Initrd and Initramfs
Initrd and Initramfs
The Linux® initial RAM disk (initrd) is a temporary root file system that is mounted during system boot to support the two-state boot process. The initrd contains various executables and drivers that permit the real root file system to be mounted, after which the initrd RAM disk is unmounted and its memory freed. In many embedded Linux systems, the initrd is the final root file system. This article explores the initial RAM disk for Linux 2.6, including its creation and use in the Linux kernel.
What’s an initial RAM disk?
The initial RAM disk (initrd) is an initial root file system that is mounted prior to when the real root file system is available. The initrd is bound to the kernel and loaded as part of the kernel boot procedure. The kernel then mounts this initrd as part of the two-stage boot process to load the modules to make the real file systems available and get at the real root file system.

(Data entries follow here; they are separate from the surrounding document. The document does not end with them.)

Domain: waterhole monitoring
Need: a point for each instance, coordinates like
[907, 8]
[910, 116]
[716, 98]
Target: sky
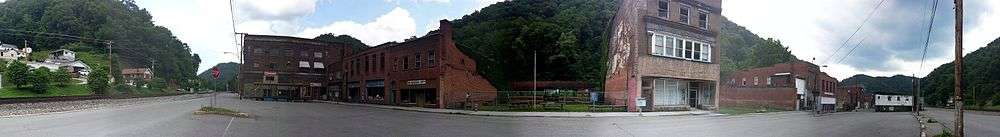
[207, 25]
[891, 42]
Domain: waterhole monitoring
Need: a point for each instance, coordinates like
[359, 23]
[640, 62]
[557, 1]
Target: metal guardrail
[77, 98]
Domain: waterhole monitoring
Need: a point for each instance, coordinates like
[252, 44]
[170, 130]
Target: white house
[11, 52]
[61, 55]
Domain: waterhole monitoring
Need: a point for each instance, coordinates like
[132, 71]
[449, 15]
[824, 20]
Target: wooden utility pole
[959, 129]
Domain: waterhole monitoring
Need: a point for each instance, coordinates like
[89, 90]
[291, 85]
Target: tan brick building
[428, 71]
[665, 51]
[796, 85]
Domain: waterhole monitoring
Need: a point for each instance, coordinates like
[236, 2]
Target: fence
[550, 100]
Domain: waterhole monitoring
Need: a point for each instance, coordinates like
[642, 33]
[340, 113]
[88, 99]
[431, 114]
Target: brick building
[664, 51]
[281, 67]
[428, 71]
[796, 85]
[849, 98]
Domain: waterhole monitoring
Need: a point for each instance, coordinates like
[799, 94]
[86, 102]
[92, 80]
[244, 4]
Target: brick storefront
[664, 51]
[428, 71]
[796, 85]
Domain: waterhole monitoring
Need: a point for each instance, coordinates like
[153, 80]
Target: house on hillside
[61, 55]
[11, 52]
[132, 75]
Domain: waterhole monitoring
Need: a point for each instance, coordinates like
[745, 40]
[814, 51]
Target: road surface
[976, 124]
[322, 119]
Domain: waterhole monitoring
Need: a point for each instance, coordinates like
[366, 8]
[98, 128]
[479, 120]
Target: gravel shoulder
[18, 109]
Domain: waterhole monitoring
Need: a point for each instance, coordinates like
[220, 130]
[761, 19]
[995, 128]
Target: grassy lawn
[54, 90]
[747, 110]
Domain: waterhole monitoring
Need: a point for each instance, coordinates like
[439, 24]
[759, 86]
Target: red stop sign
[215, 73]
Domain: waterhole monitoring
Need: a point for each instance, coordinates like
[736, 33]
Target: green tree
[17, 74]
[61, 76]
[39, 79]
[97, 81]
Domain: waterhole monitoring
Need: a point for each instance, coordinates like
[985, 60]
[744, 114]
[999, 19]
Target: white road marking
[227, 127]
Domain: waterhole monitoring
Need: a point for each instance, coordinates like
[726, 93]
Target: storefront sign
[416, 82]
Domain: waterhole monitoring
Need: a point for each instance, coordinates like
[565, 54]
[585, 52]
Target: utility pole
[959, 129]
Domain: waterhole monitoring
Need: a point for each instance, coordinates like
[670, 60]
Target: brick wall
[781, 98]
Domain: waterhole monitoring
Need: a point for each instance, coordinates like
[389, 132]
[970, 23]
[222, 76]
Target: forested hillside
[569, 37]
[742, 49]
[228, 74]
[137, 42]
[980, 77]
[895, 85]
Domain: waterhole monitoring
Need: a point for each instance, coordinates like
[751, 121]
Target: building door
[693, 94]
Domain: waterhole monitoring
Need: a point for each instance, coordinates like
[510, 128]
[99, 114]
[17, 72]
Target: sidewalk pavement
[531, 114]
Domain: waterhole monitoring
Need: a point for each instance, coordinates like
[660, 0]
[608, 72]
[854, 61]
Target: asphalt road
[977, 124]
[322, 119]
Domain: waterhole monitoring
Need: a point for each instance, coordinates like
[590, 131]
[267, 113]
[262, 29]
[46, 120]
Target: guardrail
[77, 98]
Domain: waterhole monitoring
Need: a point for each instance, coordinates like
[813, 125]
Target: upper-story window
[416, 61]
[663, 10]
[685, 11]
[430, 59]
[667, 46]
[702, 19]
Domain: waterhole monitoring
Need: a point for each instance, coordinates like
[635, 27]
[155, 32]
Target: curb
[528, 114]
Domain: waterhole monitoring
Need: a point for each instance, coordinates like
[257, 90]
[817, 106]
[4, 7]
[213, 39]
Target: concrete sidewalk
[530, 114]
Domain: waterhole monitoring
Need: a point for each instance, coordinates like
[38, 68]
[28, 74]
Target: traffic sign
[215, 73]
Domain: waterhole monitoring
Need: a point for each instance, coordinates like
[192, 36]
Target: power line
[852, 50]
[870, 14]
[930, 27]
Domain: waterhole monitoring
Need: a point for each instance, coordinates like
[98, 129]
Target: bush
[61, 77]
[97, 81]
[39, 79]
[17, 73]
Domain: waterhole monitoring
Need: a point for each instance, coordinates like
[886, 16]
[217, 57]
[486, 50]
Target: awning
[318, 64]
[303, 64]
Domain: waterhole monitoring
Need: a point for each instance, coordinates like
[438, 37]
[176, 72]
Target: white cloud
[275, 9]
[395, 25]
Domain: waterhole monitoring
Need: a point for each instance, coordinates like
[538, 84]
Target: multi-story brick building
[664, 51]
[428, 71]
[796, 85]
[849, 98]
[291, 68]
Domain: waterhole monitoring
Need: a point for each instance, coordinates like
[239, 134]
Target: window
[430, 59]
[688, 48]
[663, 10]
[303, 64]
[684, 14]
[702, 20]
[406, 62]
[658, 42]
[697, 51]
[416, 60]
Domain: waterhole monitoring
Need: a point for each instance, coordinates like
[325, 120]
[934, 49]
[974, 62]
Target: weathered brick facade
[752, 87]
[635, 66]
[428, 72]
[287, 67]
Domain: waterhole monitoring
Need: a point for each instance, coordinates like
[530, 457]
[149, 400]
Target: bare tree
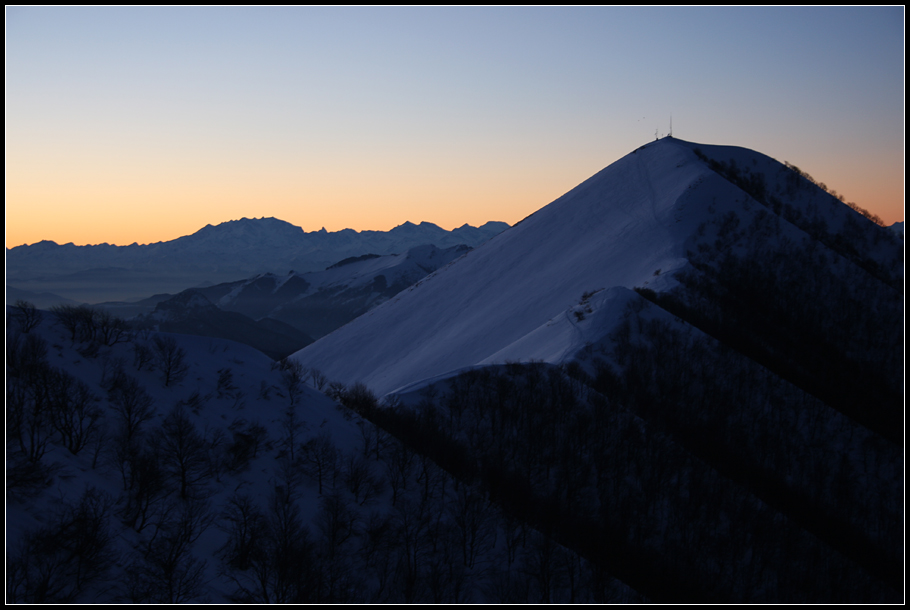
[182, 451]
[27, 315]
[57, 563]
[171, 359]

The initrd contains a minimal set of directories and executables to achieve this, such as the
insmod tool to install kernel modules into the kernel.
In the case of desktop or server Linux systems, the initrd is a transient file system. Its lifetime is short, only serving as a bridge to the real root file system. In embedded systems with no mutable storage, the initrd is the permanent root file system. This article explores both of these contexts.
Anatomy of the initrd
The initrd image contains the necessary executables and system files to support the second-stage boot of a Linux system.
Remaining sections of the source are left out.